A 10 de janeiro, o Líbano instaurou uma queixa formal nas Nações Unidas contra Israel. No documento, o Líbano diz que 50,000 oliveiras foram destruídas por ataques israelitas e acusa Israel do uso ilegal de fósforo branco, uma arma incendiária.
Apesar da lei internacional permitir o uso de fósforo branco em certos casos durante um conflito, esta substância é ilegal quando disparada sobre ou em proximidade a populações.
Várias organizações como a Amnistia Internacional e a Human Rights Watch (HRW) têm documentado e provado o uso ilegal de fósforo branco por Israel, não só no Líbano mas também em Gaza.
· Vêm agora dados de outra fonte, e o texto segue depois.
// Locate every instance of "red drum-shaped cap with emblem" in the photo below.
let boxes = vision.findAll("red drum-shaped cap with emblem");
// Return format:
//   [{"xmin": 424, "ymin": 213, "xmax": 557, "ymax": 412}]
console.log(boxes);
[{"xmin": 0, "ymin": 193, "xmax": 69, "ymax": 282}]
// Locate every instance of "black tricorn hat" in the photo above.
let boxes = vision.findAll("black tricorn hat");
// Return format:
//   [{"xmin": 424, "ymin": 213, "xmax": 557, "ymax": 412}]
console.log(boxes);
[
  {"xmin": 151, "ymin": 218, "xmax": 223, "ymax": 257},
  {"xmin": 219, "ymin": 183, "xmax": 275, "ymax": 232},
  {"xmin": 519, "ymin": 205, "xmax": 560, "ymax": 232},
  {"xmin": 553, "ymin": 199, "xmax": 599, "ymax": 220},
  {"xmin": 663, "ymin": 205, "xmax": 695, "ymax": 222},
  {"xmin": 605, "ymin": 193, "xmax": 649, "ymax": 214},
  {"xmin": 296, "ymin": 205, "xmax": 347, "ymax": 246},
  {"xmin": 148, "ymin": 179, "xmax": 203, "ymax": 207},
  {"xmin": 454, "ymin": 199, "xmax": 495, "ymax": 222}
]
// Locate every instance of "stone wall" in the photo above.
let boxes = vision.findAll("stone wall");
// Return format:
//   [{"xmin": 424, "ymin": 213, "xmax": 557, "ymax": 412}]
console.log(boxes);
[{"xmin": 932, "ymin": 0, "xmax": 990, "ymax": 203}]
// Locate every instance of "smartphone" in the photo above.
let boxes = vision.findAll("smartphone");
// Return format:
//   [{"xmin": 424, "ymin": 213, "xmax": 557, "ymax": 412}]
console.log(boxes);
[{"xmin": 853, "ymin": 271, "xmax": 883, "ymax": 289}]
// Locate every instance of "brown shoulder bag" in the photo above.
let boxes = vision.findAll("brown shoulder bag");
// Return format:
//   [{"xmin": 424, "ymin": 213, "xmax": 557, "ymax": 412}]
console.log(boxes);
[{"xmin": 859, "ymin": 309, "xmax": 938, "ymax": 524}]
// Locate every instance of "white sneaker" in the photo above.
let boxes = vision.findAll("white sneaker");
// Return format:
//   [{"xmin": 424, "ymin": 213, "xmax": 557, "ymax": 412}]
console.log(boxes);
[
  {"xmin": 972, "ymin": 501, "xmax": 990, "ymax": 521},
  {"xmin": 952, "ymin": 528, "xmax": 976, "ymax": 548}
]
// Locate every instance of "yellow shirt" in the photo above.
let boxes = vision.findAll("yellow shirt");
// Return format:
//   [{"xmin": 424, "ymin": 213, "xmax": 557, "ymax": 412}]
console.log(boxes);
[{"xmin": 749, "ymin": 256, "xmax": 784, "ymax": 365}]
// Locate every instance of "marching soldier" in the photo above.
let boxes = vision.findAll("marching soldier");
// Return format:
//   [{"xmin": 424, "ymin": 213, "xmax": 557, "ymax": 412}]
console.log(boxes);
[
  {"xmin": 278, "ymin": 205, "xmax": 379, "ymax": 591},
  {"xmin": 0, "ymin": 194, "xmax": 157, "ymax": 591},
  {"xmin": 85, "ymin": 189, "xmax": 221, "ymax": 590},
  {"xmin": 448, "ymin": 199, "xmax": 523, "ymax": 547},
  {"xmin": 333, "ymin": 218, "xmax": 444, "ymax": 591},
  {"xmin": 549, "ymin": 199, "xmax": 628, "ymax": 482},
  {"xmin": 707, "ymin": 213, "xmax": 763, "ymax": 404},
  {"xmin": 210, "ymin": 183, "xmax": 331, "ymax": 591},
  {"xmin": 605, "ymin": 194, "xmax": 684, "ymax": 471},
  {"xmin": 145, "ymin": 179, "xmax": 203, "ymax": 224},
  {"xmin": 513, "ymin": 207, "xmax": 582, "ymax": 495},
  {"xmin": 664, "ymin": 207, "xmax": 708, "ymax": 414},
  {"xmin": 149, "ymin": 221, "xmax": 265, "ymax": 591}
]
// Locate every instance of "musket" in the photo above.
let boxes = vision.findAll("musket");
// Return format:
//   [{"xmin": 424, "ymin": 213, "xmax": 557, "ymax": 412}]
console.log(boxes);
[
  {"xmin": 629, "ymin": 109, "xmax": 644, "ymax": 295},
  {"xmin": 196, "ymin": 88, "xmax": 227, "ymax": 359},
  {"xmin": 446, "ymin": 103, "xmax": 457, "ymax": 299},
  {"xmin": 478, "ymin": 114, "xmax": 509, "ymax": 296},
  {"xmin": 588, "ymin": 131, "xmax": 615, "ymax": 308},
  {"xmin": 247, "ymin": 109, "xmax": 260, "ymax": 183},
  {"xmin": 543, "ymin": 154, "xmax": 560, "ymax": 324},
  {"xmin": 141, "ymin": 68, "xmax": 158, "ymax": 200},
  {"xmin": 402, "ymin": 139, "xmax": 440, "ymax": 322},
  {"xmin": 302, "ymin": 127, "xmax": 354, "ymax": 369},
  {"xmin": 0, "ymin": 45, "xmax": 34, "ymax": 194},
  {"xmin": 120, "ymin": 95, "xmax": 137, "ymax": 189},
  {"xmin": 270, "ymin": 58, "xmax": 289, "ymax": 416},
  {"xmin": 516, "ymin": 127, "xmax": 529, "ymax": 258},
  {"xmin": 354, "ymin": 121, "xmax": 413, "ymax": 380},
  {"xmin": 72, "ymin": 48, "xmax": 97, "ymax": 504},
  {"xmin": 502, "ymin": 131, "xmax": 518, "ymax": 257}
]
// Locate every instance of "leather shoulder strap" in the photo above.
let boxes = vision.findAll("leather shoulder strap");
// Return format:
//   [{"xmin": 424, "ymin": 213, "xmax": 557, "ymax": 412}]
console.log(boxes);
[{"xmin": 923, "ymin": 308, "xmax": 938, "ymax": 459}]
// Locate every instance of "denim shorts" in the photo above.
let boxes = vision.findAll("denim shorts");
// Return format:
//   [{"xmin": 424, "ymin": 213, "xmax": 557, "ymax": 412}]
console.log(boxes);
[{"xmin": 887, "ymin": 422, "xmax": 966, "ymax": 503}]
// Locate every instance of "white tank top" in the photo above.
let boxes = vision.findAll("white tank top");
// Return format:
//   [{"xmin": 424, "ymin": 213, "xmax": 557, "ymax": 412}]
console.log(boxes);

Em resposta, o exército israelita disse, em outubro, que as acusações são “categoricamente falsas”.
Para além dos efeitos danosos imediatos do uso deste tipo de munição, afirma Baalbaki, o fósforo branco e outros tipos de explosivos usados por Israel no Líbano e na Palestina constituem ameaças ambientais a longo prazo.
Inúmeras das oliveiras destruídas têm 200 ou 300 anos e não poderão ser repostas, os explosivos e munições usadas produzem vapores e partículas ultra finas que poluem fontes de água e comida para a diversidade e habitantes da região, para além do risco de explosivos não detonados que podem continuar a afetar a área durante vários anos.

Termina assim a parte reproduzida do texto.